Слова этого человека заставили меня почувствовать себя грязной, как шелудивая псина, которая никому не нужна.
– Ничем я его не заразила, понял?! Я не так долго колюсь и всегда была осторожна.
– Ну, тебе стоит на это надеяться. Это все, что я хотел сказать.
Он с грохотом придвинул стул к столу и вышел из комнаты. В этот момент я увидела, что большинство зрителей разошлись. Я осталась в допросной одна, все мои тайны узнала вся вселенная, и у меня больше ни над чем не было власти.
Я проиграла.
Я осела на пол бесформенной кучкой. Бесполезные кожа да кости, ошибка природы. Я пролежала так, наверное, около часа, прежде чем кто-то пришел.
– Идемте, – сказал незнакомый мне помощник шерифа, жестом веля подняться. Он старательно избегал визуального контакта.

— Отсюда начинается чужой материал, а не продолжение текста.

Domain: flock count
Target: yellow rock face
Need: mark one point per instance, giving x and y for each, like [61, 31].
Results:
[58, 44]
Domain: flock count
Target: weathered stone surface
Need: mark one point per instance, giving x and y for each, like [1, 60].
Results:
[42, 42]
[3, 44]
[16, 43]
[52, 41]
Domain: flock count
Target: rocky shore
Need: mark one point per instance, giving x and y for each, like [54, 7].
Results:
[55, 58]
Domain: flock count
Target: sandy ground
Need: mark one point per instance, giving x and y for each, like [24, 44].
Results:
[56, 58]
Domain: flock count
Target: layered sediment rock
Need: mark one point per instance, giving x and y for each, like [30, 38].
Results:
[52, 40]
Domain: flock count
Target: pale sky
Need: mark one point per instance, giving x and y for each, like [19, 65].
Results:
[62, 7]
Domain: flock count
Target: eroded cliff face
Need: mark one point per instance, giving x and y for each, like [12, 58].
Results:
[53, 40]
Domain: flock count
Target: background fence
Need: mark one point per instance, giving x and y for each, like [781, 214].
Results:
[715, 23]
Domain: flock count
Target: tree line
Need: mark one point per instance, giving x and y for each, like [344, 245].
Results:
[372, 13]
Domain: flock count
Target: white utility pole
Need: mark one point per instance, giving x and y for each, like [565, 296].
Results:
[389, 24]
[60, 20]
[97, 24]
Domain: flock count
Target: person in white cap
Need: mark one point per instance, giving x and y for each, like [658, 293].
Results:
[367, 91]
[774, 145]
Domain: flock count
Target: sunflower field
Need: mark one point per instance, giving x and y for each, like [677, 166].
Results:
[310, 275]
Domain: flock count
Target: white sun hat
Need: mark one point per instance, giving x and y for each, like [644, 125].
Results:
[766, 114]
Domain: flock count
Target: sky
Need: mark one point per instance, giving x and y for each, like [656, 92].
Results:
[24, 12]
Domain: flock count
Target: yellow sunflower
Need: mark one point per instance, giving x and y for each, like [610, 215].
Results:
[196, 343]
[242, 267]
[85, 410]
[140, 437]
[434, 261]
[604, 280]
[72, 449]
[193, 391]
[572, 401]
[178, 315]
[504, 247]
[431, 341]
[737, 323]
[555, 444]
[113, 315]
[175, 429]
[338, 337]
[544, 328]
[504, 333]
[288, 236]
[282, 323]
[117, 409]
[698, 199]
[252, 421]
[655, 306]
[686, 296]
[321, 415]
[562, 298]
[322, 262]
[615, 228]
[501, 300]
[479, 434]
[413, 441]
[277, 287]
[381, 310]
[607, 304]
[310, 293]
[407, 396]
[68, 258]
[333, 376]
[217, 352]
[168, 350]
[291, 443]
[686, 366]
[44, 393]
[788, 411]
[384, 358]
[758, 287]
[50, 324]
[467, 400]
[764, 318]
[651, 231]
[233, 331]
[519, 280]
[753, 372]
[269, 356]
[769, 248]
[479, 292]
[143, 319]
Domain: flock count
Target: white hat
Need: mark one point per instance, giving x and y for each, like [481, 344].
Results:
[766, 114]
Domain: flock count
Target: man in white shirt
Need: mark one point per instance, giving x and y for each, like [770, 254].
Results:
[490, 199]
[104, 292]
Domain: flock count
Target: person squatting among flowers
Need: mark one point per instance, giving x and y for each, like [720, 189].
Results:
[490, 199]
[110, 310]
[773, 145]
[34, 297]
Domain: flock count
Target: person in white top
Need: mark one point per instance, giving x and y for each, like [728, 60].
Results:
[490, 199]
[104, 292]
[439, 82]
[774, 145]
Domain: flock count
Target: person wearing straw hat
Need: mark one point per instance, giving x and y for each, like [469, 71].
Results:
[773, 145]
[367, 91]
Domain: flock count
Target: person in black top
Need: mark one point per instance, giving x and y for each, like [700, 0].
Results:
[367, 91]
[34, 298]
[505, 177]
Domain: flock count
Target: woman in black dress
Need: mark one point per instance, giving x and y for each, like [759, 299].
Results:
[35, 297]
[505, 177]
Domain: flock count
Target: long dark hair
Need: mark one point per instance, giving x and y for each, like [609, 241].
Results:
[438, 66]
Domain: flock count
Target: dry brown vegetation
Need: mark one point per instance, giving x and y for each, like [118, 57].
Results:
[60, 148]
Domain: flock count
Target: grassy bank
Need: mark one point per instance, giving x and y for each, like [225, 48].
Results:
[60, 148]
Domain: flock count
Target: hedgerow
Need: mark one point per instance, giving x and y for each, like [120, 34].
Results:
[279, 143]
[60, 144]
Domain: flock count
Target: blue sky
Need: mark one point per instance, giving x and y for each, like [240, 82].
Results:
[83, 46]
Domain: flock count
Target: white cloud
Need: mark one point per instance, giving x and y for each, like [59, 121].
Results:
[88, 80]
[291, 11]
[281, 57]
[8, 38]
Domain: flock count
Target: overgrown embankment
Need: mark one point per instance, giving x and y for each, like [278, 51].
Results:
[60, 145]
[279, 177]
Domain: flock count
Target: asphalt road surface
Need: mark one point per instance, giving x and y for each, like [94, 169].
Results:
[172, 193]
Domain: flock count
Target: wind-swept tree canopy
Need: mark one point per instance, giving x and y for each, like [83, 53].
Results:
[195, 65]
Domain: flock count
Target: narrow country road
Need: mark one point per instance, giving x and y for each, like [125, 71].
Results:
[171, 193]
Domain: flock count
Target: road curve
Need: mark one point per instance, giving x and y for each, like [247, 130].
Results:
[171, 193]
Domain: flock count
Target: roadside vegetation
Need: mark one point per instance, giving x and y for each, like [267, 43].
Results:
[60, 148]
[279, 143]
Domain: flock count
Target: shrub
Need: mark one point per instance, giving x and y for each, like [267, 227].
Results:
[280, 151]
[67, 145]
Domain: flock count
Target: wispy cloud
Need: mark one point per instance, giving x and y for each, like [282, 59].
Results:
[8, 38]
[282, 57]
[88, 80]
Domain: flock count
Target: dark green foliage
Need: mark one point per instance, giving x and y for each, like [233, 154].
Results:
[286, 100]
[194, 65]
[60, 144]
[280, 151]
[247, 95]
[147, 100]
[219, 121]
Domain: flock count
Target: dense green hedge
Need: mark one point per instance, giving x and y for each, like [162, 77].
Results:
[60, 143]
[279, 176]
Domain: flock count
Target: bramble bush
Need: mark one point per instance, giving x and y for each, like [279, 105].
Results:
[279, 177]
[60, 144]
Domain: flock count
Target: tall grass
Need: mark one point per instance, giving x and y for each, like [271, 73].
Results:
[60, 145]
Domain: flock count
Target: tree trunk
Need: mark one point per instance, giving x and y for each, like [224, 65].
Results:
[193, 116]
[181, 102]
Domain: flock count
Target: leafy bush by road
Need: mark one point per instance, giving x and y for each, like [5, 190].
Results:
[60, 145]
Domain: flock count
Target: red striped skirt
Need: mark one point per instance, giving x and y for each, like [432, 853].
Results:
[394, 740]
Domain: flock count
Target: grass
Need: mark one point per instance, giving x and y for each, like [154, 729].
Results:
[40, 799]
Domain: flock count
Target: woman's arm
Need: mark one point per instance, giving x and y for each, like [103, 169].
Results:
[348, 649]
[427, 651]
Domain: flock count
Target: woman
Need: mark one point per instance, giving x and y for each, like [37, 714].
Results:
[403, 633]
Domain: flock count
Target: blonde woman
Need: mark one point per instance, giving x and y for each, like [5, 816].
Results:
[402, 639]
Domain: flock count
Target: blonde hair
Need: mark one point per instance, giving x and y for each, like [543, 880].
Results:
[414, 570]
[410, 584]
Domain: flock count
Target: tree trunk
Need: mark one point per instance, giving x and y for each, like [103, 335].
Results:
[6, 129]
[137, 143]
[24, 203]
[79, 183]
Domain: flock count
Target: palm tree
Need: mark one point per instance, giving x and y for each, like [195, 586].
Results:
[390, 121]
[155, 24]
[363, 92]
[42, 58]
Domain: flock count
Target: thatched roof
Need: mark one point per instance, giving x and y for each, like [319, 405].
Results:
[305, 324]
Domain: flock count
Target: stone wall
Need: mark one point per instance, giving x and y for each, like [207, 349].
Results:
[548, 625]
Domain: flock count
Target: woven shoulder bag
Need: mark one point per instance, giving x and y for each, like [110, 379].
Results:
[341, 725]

– Что теперь будет? – тихо спросила я.
– Теперь… вы отправитесь в тюрьму, – сказал он, и еще трое полицейских в форме вошли в комнату с кандалами для рук и ног.
– Вот и все, – выдохнула я, поднимая глаза на Келли. Она на сей раз не смеялась; наоборот, по ее лицу текли слезы, и я видела, что у нее дрожал подбородок.
Она закрыла глаза и медленно покачала головой.
– Ох, Тиффани… О-хо-хо… – вздохнула она, пересаживаясь ко мне. – Мне так жаль! Жаль тебя, Элиота, его родителей… Просто безумно жаль.
Она потянулась обнять меня, и стоило мне положить подбородок на ее плечо, как слезы брызнули из глаз. Я вздохнула, и почему-то возникло ощущение, будто я наконец закрыла книгу, которую была вынуждена перечитывать снова и снова, каждый день, на протяжении шести месяцев.
Так же как в тот день в допросной, рассказав правду другому человеку, я почувствовала себя… свободной.
Теперь, когда я опорожнила чемодан позора весом в две тонны, который таскала с собой все эти годы, пора было двигаться дальше и разбираться, почему я изначально решила таскать с собой этот чемодан. Мозги у меня были свернуты – в этом сомневаться не приходилось; теперь надо было понять, как их починить.